By David Salman, High Country Gardens Chief Horticulturist
Asters are a huge genus of wildflowers native all across the northern hemisphere, including North American, Europe, and Asia. For thousands of years, these flowers were called Asters around the globe, derived from the Greek word for 'star'. Recently, North American Asters were re-named with the botanical name Symphyotrichum, to differentiate them from European and Asian Asters.
Here in North America, our native species and improved native selections of Asters are late-summer and fall bloomers. This makes them an integral part of the food chain for native bees, honeybees, butterflies, and migrating Monarchs.
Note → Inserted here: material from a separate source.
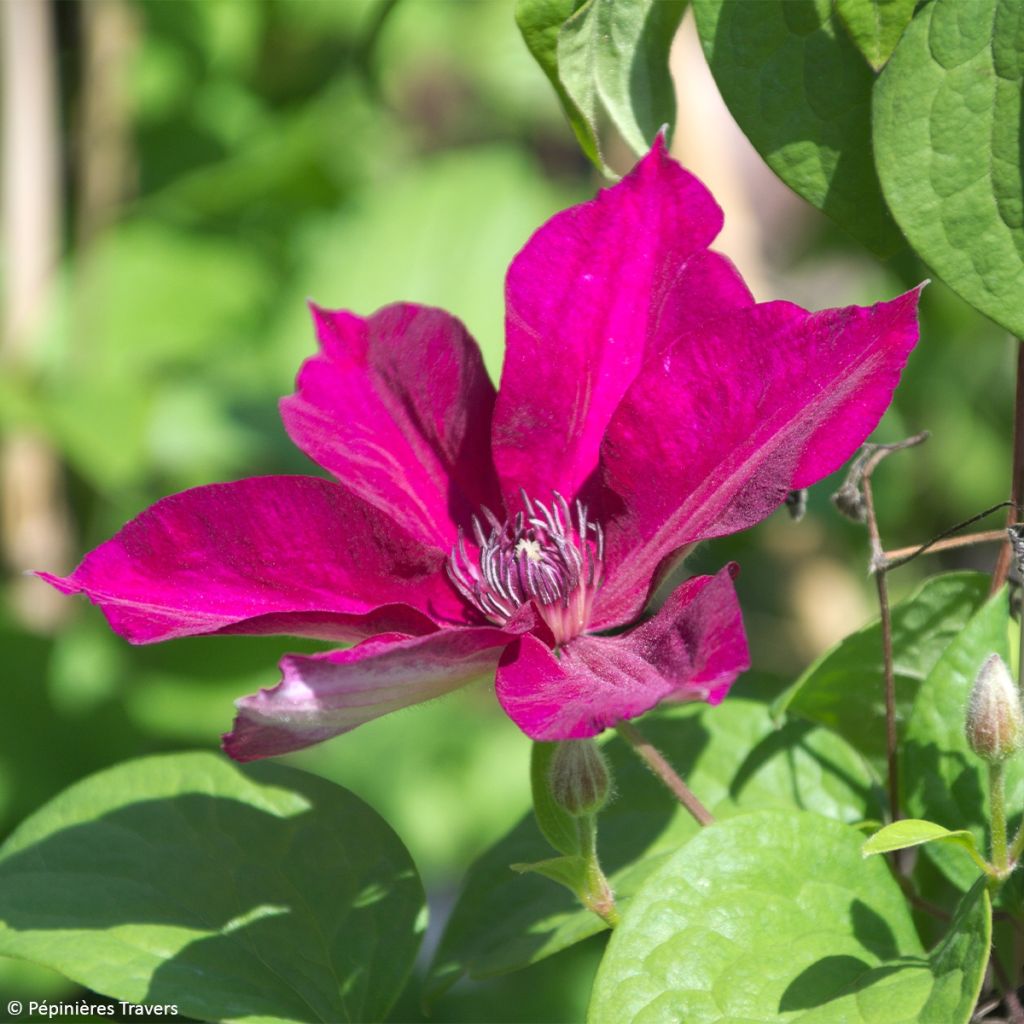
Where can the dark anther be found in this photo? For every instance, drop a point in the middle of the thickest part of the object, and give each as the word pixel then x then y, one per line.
pixel 796 503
Their late-season blooms are an essential food source for some of our favorite pollinators as they fuel up for winter hibernation or winter migration. They also provide late-season color, keeping our gardens and landscapes beautiful and interesting well through fall. You can even leave them standing for early winter interest.
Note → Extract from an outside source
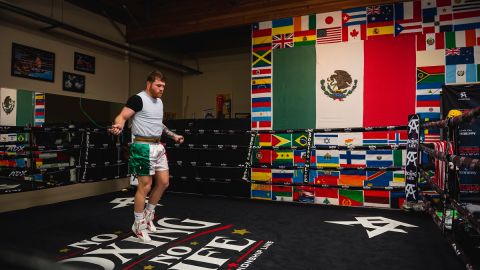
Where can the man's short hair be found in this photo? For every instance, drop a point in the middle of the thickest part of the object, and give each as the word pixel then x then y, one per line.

There are many fine species, selections, and hybrids from Europe and Asia, but these tend to be spring and early summer bloomers.
Outstanding native Asters are often overlooked when gardeners shop for perennial flowers. Perhaps it's because they aren't in bloom in the spring when many folks do their flower shopping. But I can say with confidence that the late-season Asters are worth seeking out for their easy-to-grow nature, their beauty in bloom, and their essential role in habitat creation for pollinators.
Asters are at home in both natural meadow-style plantings and perennial borders. Planted in large swaths, they can create a pollinator buffet that makes fueling up for fall easy for flying friends.